Art movements have their renaissances, theaters have their revivals, neighborhoods have their rebirths. But movies, movies have their remakes. As re-creations go, this is certainly the least glamorous of terms. And after watching Song Hae-sung's A Better Tomorrow, the Korean remake of John Woo's landmark film of the same name, it got me to wondering: Why do movie remakes -- also called rehashes -- get immediately stigmatized? It certainly isn't as if we generally leave most movies, commenting "How original!" Isn't it enough to come away from a movie saying, "How excellent!" That's how I felt after watching Song's A Better Tomorrow. But then I'd never seen the original.
But should I have? Would I have enjoyed the film more? And are remakes made simply as byproducts to compare to their progenitors? Is it wrong to re-make a movie because a director thinks the material might speak to a different generation or to a different culture or have something in it that now has something new to say? Should you chastise that director for not optioning a wholly new script, and instead choosing a really good story dying to be retold? When you look at the parts of the first A Better Tomorrow, it's not as if they're pioneering ideas either. We're all familiar with the story of two conflicted brothers -- one a cop (Kim Kang-woo), the other a criminal (Ju Jin-mo). We've all heard the one about the sleazy backstabber (Jo Han-sun) who rises to the top of the mob through nefarious means.
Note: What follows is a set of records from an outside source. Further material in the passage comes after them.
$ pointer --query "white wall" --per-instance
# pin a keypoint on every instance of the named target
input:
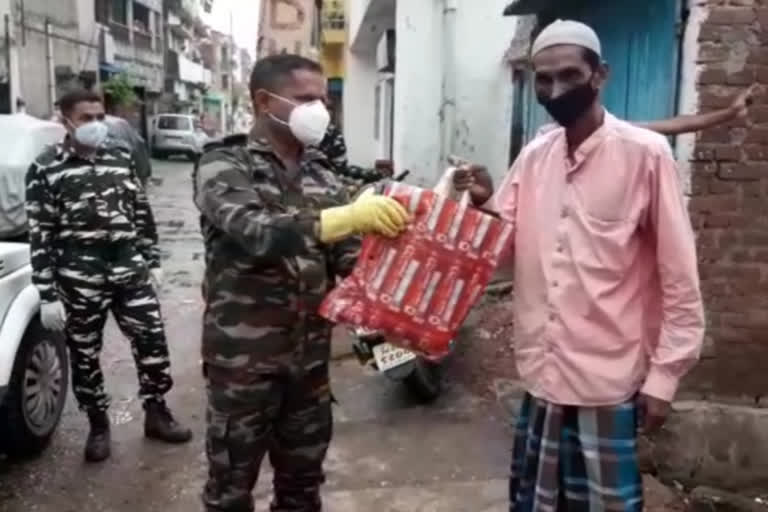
(359, 91)
(359, 105)
(418, 83)
(483, 86)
We've also cheered on the anti-hero (Song Seung-heon) whose luck runs dry as he goes out in a blaze of well-amunitioned glory. Woo's script -- from which I'm assuming this draws heavily since Woo is credited as both producer and co-screenwriter -- isn't good because it's got new ideas. It's good because it's well-constructed. It makes sense to use it again.
Song's pic updates the recipe somewhat. (How much, I neither know nor care so I'll just make educated guesses.) Now the two brothers are North Korean defectors; their tough-love aunty figure (Kim Ji-yeong) runs one of those eatery tents that I've never seen outside Korean movies and scifi pics with an apocalyptic bent. Let traditionalists deride Song's remake as a retread and those who prefer this A Better Tomorrow celebrate it as a snazzy re-invention. For me, it's just a really good mafia movie tackling all the expected themes of family, betrayal, devotion, greed, redemption and respect amid a deliciously bloody fantasy of gunfire. You watch the one-man vigilantism of the righteous partner or the high-adrenaline final shootout between the self-chastising brother and the thug who's trying to kill his younger brother then tell me whether you care whether it's ever been done before. I sure don't. More likely, you'll be repeating what I wrote earlier: "Excellent! Excellent! Excellent!"